Het hof stelt vast dat klager op geen enkele manier concreet heeft gemaakt op welke inhoudelijke e-mailberichten notaris [geïntimeerde 1] niet heeft gereageerd. Ook overigens is het hof niet gebleken dat notaris [geïntimeerde 1] niet is ingegaan op vragen van klager. Ter zitting in hoger beroep heeft klager het relaas van notaris [geïntimeerde 1] over de ontvangst van de grote hoeveelheid soms agressieve e-mails niet weersproken. Klager heeft desgevraagd alleen maar verklaard dat notaris [geïntimeerde 1] ook met zijn belangen rekening moest houden. Het hof is van oordeel dat notaris [geïntimeerde 1] dit binnen de reikwijdte van zijn beperkte opdracht in voldoende mate heeft gedaan. Dat notaris [geïntimeerde 1] mogelijk niet meer gereageerd heeft op alle aanhoudende berichten van klager acht het hof niet tuchtrechtelijk verwijtbaar. Ook deze klacht is daarom ongegrond. Het hof voegt daar het volgende nog aan toe. De toonzetting van de door klager verzonden e-mails, waarvan het hof enkele voorbeelden heeft gezien, heeft in de loop der tijd een zodanige toon aangenomen dat constructief contact nauwelijks nog mogelijk was.
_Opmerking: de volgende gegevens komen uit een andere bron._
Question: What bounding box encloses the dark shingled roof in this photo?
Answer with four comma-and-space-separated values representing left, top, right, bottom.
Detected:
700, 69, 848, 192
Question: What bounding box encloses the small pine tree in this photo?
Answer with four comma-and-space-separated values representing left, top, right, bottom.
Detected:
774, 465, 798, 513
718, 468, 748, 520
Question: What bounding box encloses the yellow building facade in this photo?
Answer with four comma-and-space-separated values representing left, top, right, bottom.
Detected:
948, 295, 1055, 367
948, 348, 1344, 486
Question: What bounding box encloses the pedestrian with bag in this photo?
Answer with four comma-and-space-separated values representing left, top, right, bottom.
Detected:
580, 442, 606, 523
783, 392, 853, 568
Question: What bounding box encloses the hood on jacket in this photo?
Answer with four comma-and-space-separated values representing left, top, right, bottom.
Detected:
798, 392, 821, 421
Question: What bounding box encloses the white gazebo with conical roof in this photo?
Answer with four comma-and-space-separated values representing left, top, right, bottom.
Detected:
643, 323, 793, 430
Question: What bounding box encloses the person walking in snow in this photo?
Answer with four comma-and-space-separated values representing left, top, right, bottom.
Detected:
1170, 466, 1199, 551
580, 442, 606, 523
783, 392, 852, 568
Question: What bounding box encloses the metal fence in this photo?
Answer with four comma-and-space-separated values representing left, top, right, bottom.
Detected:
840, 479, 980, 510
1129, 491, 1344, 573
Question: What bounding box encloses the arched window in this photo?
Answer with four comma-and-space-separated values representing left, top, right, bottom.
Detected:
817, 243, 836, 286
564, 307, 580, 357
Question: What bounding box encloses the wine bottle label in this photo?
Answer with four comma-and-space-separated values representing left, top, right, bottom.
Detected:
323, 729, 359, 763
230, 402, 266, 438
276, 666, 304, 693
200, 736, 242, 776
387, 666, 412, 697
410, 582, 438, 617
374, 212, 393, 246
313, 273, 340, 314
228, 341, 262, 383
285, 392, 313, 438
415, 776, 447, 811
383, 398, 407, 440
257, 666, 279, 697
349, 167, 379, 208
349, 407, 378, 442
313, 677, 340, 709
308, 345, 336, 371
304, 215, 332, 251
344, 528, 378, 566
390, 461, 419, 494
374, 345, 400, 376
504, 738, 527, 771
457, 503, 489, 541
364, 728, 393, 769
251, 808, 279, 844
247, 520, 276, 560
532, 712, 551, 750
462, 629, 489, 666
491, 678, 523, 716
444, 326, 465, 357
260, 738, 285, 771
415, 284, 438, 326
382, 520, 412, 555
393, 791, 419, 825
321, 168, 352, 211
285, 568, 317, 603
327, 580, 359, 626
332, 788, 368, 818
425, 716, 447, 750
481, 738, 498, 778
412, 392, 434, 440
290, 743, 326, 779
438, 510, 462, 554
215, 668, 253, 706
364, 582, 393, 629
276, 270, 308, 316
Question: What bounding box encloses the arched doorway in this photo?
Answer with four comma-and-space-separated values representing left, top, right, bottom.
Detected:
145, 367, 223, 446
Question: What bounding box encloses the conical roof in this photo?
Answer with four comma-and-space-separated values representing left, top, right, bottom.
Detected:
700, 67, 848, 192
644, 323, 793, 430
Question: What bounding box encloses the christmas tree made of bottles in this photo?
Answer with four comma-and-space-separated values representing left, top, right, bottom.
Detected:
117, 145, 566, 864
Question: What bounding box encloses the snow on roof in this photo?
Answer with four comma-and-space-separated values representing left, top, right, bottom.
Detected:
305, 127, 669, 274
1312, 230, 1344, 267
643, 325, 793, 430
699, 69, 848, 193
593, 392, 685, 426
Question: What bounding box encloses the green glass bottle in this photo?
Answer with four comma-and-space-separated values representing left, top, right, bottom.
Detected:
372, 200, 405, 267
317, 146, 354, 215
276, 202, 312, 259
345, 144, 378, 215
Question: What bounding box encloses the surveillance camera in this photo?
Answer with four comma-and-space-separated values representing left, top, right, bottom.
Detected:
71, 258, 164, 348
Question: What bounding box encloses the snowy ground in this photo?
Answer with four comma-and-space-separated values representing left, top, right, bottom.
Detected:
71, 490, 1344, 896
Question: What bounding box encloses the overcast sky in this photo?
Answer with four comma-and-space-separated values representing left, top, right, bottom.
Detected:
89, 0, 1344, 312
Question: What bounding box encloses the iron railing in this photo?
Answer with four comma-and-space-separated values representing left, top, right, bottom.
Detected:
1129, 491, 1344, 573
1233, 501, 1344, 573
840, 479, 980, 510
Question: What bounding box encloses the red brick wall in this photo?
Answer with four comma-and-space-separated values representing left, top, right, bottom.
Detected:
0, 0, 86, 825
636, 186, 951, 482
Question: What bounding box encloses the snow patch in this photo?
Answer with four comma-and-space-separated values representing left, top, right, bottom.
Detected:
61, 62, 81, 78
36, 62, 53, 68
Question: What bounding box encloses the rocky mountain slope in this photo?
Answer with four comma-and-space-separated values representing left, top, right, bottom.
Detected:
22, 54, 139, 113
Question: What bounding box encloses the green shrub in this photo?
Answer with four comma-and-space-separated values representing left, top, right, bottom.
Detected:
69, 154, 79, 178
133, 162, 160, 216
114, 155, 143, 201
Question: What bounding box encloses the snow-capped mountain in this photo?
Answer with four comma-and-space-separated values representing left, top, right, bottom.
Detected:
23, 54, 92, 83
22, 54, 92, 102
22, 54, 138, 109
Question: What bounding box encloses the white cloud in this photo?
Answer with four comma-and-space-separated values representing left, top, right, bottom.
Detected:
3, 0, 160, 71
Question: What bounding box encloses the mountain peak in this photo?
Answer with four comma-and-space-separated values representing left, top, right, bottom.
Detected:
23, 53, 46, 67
Van een behoorlijk handelend rechtzoekende mag worden verwacht dat hij zijn standpunten niet op agressieve of grievende wijze kenbaar maakt, ook in geval van verschil van inzicht. De wijze waarop klager zich in zijn correspondentie structureel en herhaaldelijk jegens notaris [geïntimeerde 1] heeft uitgelaten, is in dat licht onwenselijk en onaanvaardbaar.

5.12.

Uit hetgeen hiervoor is overwogen volgt dat de beslissing van de kamer zal worden bevestigd en dat de in hoger beroep nieuw geformuleerde klachten onder 4.8 niet-ontvankelijk zullen worden verklaard.

6Beslissing

Het hof:

- verklaart de in hoger beroep nieuw geformuleerde klachten onder 4.8 niet-ontvankelijk;

- bevestigt de bestreden beslissing voor het overige.

Deze beslissing is gegeven door mrs. J.H. Lieber, E. de Greeve en Th.W. van Grafhorst en in het openbaar uitgesproken op 29 juli 2025 door de rolraadsheer.